The Counseling and Mental Health Center has a new way to promote mental health care for students — by bringing it into their classrooms.
The initiative, “Well-Being in Learning Environments,” is being funded by a $398,000 grant from the Hogg Foundation and will allow CMHC to work with faculty to redesign their classes to better support student mental health.
Katy Redd, CMHC associate director for prevention and outreach, said student mental health should not only be supported by CMHC but also in classrooms.
“We want to be able to provide support for students in classroom settings and also build curriculum in such a way that it better supports students’ mental health,” Redd said.
Some of the changes to support well-being include fostering collaborations instead of competition, helping students deal with subjects that cause anxiety and encouraging student feedback to faculty, said Thea Woodruff, the project’s coordinator.
“Students want a voice in the classroom,” Woodruff said. “Even if things don’t necessarily change, at least they’re being heard.”
The College of Liberal Arts, College of Pharmacy and Department of Electrical and Computer Engineering are the early adopters of this initiative.

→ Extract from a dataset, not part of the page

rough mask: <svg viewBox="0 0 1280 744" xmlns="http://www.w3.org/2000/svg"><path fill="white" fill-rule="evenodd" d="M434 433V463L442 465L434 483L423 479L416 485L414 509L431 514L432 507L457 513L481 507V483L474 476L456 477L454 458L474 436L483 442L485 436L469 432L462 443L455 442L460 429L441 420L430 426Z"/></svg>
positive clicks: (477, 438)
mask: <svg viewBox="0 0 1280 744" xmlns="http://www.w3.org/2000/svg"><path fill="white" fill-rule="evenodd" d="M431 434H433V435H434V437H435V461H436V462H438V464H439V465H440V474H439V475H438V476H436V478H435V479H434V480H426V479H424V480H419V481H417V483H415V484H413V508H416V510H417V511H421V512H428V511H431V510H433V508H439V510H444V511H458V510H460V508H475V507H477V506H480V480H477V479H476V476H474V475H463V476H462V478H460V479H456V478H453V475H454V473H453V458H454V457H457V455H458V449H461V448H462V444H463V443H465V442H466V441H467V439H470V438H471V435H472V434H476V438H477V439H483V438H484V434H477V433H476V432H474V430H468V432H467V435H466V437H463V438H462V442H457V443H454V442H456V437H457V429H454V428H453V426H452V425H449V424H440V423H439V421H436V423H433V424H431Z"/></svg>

Woodruff said she hopes the initiative will eventually spread beyond those schools.
Woodruff said she has been meeting with faculty members in the three departments through focus groups to determine what learning environment is best suited to support student mental health in the classroom.
Bryson Duhon, assistant dean of the College of Pharmacy, said faculty have fostered student feedback through by-semester meetings, but he hopes to improve informal interactions between professors and students outside of the classroom.
“We could improve the amount of facilitated interactions students have with faculty outside of class, and also provide them techniques to help manage their time and mental health and well being,” Duhon said in an email.
Woodruff said faculty members are given the autonomy to do what they think works best for their classrooms, instead of having a strict list of things they should implement.
“The key is people don’t like being told what to do, and they want to figure out what’s going to work for them,” Woodruff said. “One of the faculty members has 500 people in their class, and that’s going to look different from a 15-person class. Just like I’m asking them to do for students, we have to do that stuff for faculty too.”